Thursday, 24 April 2014

Thursday 24th April 2014 - Giving bad news to students

Some years ago I was with my father in the out-patients department when the consultant told him he had inoperable cancer and had only a matter of weeks to live.  The news was conveyed in an incredibly thoughtful and sensitive way - hinting at the situation rather than being blatant - so much so that three weeks later, when it was all over, I wrote to thank the specialist for the way he had conveyed bad news.  It is something all medical students are trained in as part of their 'communications skills' development, and needs updating throughout their practice years.

I wonder whether academics ought not also to be trained in 'giving bad news'.  Most of us don't like to do it, and we often seek to avoid it.  And although the bad news we may have to give is not going to be of a terminal illness, it can still be life-changing.  I am thinking of the cases I have come across where a postgraduate student just does not match up to the demands of a PhD - and in the judgement of experienced colleagues, never will.  I have seen students being encouraged by their supervisors to prepare a clearly sub-standard thesis for examination in the hope that the examiners will take pity on the student, or drop their standards, and pass it.  The first real inkling the student has that they are not going to get those extra letters after their name, with all that they might open up in terms of prospects, comes at the end of the viva and in the damning follow up report which offers the prospect of an MPhil at best or possibly nothing at all.  I am thinking of other cases I have come across where a succession of glowing progress reports (later claimed to be based on evaluations of  'effort' rather than of 'achievement') have been followed by a Faculty-based review hearing or a refusal by the supervisor to continue working with the student.  In these, and other similar cases, academic staff have backed away from being completely honest with their students and indicating that those students' goals are unlikely  to be achieved.

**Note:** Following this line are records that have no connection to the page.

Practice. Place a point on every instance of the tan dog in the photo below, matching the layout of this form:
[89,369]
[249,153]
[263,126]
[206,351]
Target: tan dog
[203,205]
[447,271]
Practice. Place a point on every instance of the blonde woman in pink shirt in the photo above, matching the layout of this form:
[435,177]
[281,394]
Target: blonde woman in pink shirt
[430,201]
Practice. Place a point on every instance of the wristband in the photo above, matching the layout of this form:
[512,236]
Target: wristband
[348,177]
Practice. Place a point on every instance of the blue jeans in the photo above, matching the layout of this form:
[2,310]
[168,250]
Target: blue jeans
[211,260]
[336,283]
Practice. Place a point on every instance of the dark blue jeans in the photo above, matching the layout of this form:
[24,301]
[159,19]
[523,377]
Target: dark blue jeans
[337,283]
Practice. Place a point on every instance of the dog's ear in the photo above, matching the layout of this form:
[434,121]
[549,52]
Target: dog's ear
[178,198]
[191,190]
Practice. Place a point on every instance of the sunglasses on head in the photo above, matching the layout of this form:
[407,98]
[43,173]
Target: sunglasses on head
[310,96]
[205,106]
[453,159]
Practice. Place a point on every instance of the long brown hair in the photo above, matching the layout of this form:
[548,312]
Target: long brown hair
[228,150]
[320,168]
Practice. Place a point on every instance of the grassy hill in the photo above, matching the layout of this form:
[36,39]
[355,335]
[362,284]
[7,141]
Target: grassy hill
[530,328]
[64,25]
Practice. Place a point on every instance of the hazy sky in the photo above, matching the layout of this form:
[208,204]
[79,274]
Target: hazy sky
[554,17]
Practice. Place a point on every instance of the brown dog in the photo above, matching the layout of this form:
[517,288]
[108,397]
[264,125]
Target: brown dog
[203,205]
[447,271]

It is less likely that these things can happen at the undergraduate level because the remorseless accumulation of marks, semester by semester in our modularised system, provides an ongoing indication of an objective measure of progress to the student.  Most adjust their hopes and expectations in the light of their developing record.  Paradoxically it is in the medical degree, with its non-modularised structure, that students sometimes don't realise that their ambition is too high, and that they do not have the ability to qualify.

So perhaps academics should be trained in giving bad news in various forms.  It may sometimes be painful to do so, but being completely honest with our students may enable them to stop wasting their time, to re-set their goals, and to get on with their lives in different ways.